Stripping out volatile influences, we think the underlying CPI rose 0.6% in the quarter to be up 2.4% over the year. If prices record the type of gains we expect then the Reserve Bank will have few reasons to delay cutting rates on May 1.
The other indicators to watch over the week are skilled vacancies (Thursday) and new home sales (Friday). New home sales lifted by 3.0% in February, but only after slumping 7.3% to 11-year lows in January. The Reserve Bank is showing more interest in the under-performing housing market, but it can only do so much if banks, governments, industry bodies and developers won’t address the fundamental problems.
In the US, two key indicators of home prices are released on Tuesday – the S&P/Case-Shiller index and Federal Home Finance Agency index. A raft of indicators suggests that the housing market has bottomed, but as yet there are few indications of an upturn in home prices, home buying or construction activity.
Also on Tuesday, data on consumer confidence is issued alongside data on new home sales and the Richmond Fed index. Economists expect that home sales rose from a 313,000 annual rate to 320,000 in March.
On Wednesday the Federal Open Market Committee hands down its monetary policy decision. Members have been slightly more positive on the economic outlook, however it is still very much in the realm of “cautious optimism”. Any discussion about the prospect of more quantitative easing will be important for equity and interest rate markets.
Also on Wednesday, the de-facto gauge of business investment – durable goods orders – is released. Non-defence capital goods orders (excluding aircraft) are around 10% higher than a year ago, suggesting that businesses are putting high cash balances to work.
On Thursday, the usual weekly data on unemployment claims is released alongside pending home sales data. And on Friday the first cut of economic growth data for the March quarter is released. Economists tip annualised growth of 2.3% – good but not great – but forecasts range from 2.0-3.6%.

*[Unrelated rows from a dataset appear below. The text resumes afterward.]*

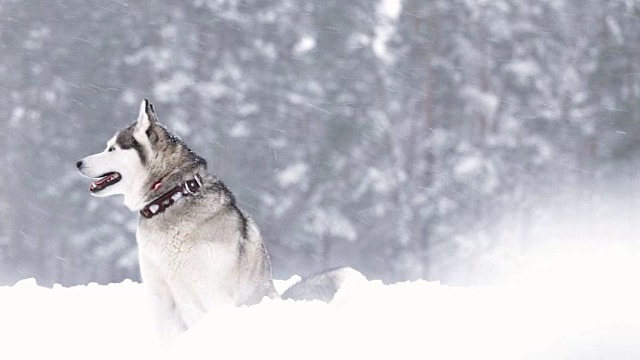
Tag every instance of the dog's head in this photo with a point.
(139, 162)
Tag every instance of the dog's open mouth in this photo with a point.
(105, 181)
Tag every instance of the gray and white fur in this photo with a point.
(203, 251)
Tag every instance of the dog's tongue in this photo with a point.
(101, 181)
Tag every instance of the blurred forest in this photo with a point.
(408, 139)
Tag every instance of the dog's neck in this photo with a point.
(160, 204)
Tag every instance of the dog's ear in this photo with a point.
(146, 120)
(145, 116)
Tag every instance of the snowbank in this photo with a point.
(367, 319)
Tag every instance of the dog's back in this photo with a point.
(204, 252)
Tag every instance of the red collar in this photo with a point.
(161, 204)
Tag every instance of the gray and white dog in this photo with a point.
(197, 249)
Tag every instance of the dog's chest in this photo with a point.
(167, 245)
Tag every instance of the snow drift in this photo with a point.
(367, 319)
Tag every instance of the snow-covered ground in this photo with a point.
(585, 314)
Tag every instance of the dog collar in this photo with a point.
(161, 204)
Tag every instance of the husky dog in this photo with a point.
(197, 250)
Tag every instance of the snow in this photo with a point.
(524, 319)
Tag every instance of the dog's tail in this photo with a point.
(322, 286)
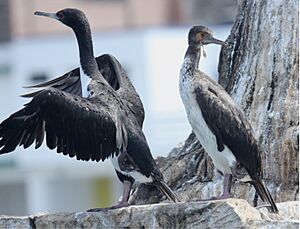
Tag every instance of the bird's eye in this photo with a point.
(60, 15)
(199, 37)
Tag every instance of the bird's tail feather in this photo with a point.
(264, 194)
(165, 189)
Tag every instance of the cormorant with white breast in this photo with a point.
(95, 116)
(219, 124)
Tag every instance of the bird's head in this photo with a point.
(200, 35)
(73, 18)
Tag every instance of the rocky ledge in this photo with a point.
(231, 213)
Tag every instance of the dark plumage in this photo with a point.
(219, 124)
(94, 122)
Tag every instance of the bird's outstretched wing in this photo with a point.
(114, 74)
(228, 123)
(75, 126)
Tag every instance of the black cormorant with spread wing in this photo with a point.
(219, 124)
(91, 113)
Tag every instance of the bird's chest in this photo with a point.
(85, 81)
(195, 117)
(129, 170)
(223, 160)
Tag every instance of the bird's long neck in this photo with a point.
(192, 57)
(86, 53)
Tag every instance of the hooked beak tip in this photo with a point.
(50, 15)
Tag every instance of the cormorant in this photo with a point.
(219, 124)
(95, 116)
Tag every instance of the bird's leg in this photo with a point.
(126, 193)
(127, 185)
(226, 189)
(226, 186)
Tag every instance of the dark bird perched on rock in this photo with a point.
(93, 113)
(219, 124)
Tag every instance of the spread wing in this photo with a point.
(228, 123)
(73, 125)
(114, 74)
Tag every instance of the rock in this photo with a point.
(260, 70)
(231, 213)
(15, 222)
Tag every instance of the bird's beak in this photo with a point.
(212, 40)
(51, 15)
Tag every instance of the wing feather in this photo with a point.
(74, 125)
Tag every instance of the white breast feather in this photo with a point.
(134, 174)
(224, 160)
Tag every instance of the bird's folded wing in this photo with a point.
(228, 123)
(73, 125)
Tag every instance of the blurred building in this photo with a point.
(149, 39)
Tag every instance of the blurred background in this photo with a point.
(149, 38)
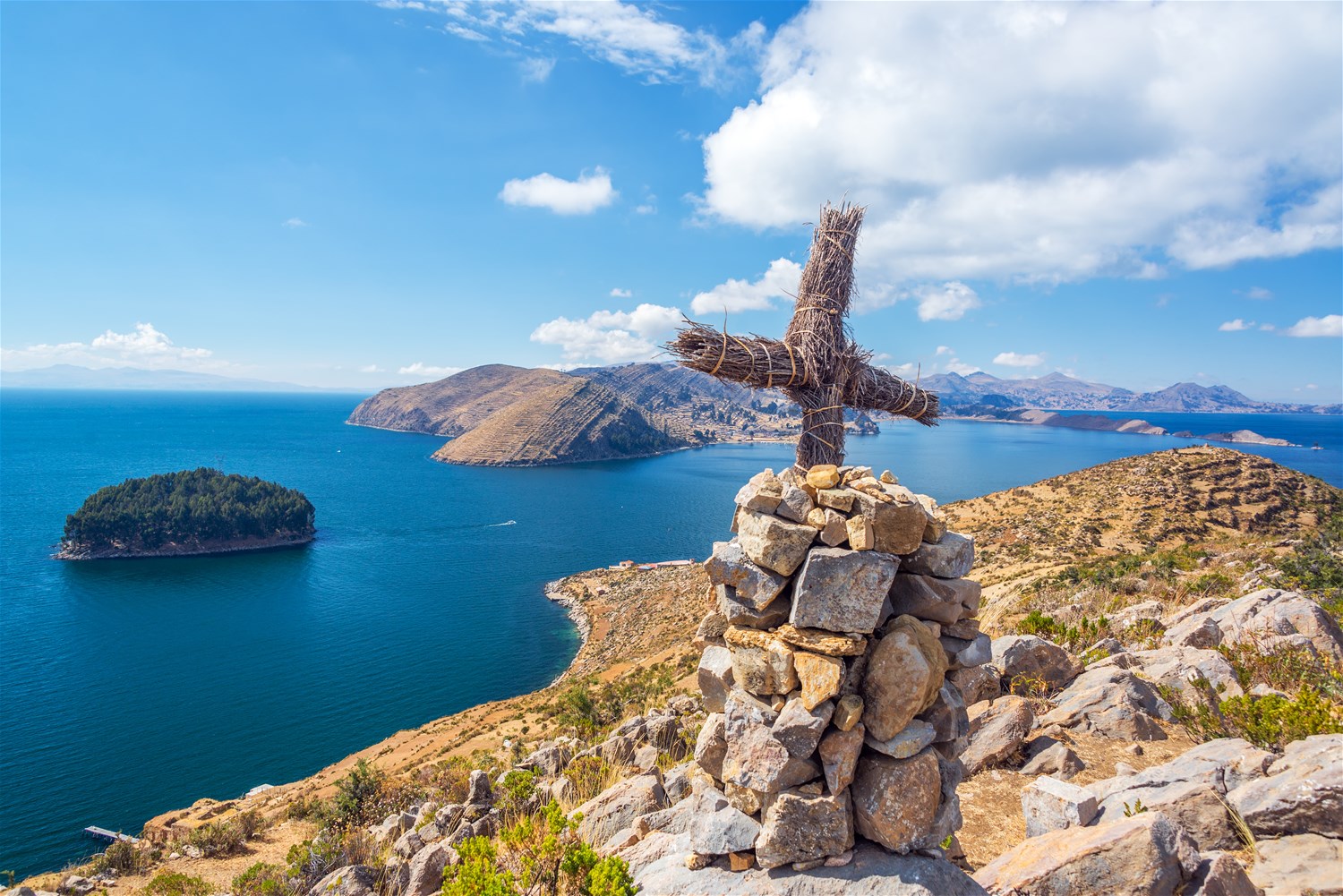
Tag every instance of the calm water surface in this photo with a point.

Also worth watching is the flash reading on Chinese manufacturing activity on Monday.
Sharemarket, interest rates, currencies and commodities
The US profit reporting season cranks up another notch in the coming week and investors will be hoping that the run of better-than-expected results continues.
On Monday, 61 companies are listed to report including ConocoPhillips and Texas Instruments. On Tuesday, there are 132 companies listed to report including 3M, AT&T, Ford Motor, Office Depot, and Apple. On Wednesday, 214 companies are listed by Briefing.com to issue profit results. Amongst companies to report are Boeing, Caterpillar and Delta Air Lines.
On Thursday, the biggest day of the season so far will occur with 314 companies to report. Included are Bristol-Myers, Colgate-Palmolive, Deutsche Bank, Exxon Mobil, Amazon.com and ResMed. And on Friday, Merck, and Procter & Gamble are amongst 41 companies to issue earnings results.
Mercer has released some good economic news for superannuants. In the March quarter, the benchmark S&P/ASX 300 Index returned 8.6% with the median Australian shares manager outperforming the index by 0.3% over the quarter. But offshore stocks did better, with the broad MSCI World ex Australia Index returning 10.5% for unhedged investors and the median manager outperforming by 0.3%.